Interrogé sur un éventuel projet de cession de la participation majoritaire de la Russie dans NIS, le porte-parole du président russe, Dmitri Peskov, a indiqué que des échanges avaient eu lieu avec les Serbes, mais a insisté sur leur caractère commercial. « Bien sûr, ce sont des contacts commerciaux, dont le contenu ne doit pas être public », a-t-il déclaré, cité par l’agence Interfax.
Un actif stratégique sous sanctions américaines
NIS (Naftna Industrija Srbije) est la seule entreprise serbe active dans l’exploration et la production d’hydrocarbures. Elle possède une importante raffinerie à Pančevo, d’une capacité de 4,8 millions de tonnes par an, et domine le marché des produits pétroliers en Serbie avec un réseau de plus de 400 stations-service, y compris dans les pays voisins des Balkans. La société est détenue à 56,15 % par Gazprom Neft, filiale russe de Gazprom, à 29,87 % par l’État serbe et à 13,98 % par des actionnaires serbes.
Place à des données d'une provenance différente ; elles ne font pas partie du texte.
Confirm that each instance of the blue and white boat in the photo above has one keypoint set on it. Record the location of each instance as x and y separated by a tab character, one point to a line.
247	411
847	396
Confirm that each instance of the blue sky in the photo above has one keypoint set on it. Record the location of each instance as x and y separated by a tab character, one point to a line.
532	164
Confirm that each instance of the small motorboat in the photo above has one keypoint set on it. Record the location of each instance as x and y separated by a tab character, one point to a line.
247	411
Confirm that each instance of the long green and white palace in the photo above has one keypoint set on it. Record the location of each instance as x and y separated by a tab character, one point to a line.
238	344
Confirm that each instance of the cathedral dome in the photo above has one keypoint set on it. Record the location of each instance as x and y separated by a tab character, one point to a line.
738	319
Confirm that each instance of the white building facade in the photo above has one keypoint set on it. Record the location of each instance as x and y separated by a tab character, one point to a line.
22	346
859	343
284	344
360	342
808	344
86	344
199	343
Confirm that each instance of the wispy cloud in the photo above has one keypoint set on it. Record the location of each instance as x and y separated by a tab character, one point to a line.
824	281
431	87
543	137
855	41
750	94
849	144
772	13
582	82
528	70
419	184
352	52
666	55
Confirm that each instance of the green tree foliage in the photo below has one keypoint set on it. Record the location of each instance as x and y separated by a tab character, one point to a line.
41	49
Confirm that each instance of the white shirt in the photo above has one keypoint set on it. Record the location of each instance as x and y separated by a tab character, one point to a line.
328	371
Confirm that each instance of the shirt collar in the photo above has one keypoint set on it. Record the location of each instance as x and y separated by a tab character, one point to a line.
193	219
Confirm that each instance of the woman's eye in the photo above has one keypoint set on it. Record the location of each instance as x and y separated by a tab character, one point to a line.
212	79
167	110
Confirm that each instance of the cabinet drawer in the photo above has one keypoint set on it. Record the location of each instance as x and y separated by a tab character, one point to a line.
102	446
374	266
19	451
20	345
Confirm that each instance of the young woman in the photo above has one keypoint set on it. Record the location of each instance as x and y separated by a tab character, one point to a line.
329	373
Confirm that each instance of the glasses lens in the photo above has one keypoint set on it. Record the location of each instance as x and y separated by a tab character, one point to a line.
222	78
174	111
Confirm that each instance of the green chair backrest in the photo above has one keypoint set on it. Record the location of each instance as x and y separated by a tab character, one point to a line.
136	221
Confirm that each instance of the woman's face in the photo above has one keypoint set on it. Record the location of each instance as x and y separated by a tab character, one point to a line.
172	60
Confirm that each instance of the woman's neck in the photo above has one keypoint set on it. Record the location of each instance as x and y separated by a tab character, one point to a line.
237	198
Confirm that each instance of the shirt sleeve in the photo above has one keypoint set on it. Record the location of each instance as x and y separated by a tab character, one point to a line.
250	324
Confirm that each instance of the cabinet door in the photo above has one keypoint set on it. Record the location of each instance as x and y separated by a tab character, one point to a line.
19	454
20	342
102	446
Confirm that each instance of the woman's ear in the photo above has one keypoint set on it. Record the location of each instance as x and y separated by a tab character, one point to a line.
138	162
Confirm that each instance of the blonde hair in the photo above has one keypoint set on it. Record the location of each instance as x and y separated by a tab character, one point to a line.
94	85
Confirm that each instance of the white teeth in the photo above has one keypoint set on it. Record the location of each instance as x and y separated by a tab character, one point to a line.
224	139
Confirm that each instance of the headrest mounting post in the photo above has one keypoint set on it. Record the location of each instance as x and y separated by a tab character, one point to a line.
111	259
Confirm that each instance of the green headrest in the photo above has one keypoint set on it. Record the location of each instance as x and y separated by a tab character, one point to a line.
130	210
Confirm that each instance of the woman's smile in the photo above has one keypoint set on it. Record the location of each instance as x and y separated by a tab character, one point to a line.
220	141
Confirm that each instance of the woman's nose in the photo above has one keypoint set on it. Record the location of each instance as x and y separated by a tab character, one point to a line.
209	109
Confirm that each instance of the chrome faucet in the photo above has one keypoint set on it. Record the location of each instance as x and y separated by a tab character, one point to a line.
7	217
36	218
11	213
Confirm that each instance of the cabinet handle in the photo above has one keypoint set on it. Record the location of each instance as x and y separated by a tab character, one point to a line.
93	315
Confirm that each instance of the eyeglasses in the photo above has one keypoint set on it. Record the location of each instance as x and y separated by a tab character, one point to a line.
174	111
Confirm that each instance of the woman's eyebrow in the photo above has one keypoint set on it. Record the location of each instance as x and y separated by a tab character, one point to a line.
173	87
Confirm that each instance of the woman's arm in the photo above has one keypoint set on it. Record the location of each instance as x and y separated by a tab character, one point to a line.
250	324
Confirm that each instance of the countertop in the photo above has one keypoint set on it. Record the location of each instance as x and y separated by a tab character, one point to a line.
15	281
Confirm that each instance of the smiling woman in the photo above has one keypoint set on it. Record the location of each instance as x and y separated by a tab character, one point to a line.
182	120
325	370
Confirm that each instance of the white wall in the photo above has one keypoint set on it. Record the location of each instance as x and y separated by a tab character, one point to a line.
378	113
À l’automne 2025, NIS et son actionnaire majoritaire Gazprom Neft ont été placés sous sanctions américaines, ce qui impose à terme un désengagement total des capitaux russes. Le président serbe Aleksandar Vučić avait alors affirmé que Washington exigeait le départ complet de la Russie du capital de NIS.
Des négociations avec MOL et une possible entrée d’ADNOC
Pour trouver une issue, le groupe hongrois MOL mène des discussions avec Gazprom Neft en vue d’acquérir sa participation. La Serbie et MOL ont déjà signé un accord d’actionnariat sur la future gestion de NIS. Selon plusieurs sources, MOL pourrait par la suite céder une participation minoritaire à la compagnie publique émiratie ADNOC (Abu Dhabi National Oil Company).
Afin de laisser le temps aux parties de finaliser la transaction, le Trésor américain, via l’Office of Foreign Assets Control (OFAC), prolonge régulièrement une exception aux sanctions permettant aux opérations de se poursuivre sous certaines conditions.
Un processus complexe pour sécuriser le désengagement russe
Outre la signature du contrat de vente, la finalisation de l’opération nécessite l’aval de plusieurs autorités de régulation, dont l’OFAC. Le caractère discret des discussions – souligné par Dmitri Peskov – intervient alors que le Kremlin cherche à préserver ses intérêts stratégiques dans les Balkans tout en évitant une rupture brutale avec Belgrade.
L’issue des négociations reste incertaine : la participation de MOL et l’éventuelle entrée d’ADNOC pourraient offrir une façade de diversification, mais l’influence russe sur le secteur énergétique serbe pourrait se maintenir via des mécanismes d’approvisionnement et des accords parallèles. La transparence de la future structure de propriété sera un enjeu clé pour les partenaires européens de la Serbie, alors que la région reste exposée aux manœuvres de Moscou.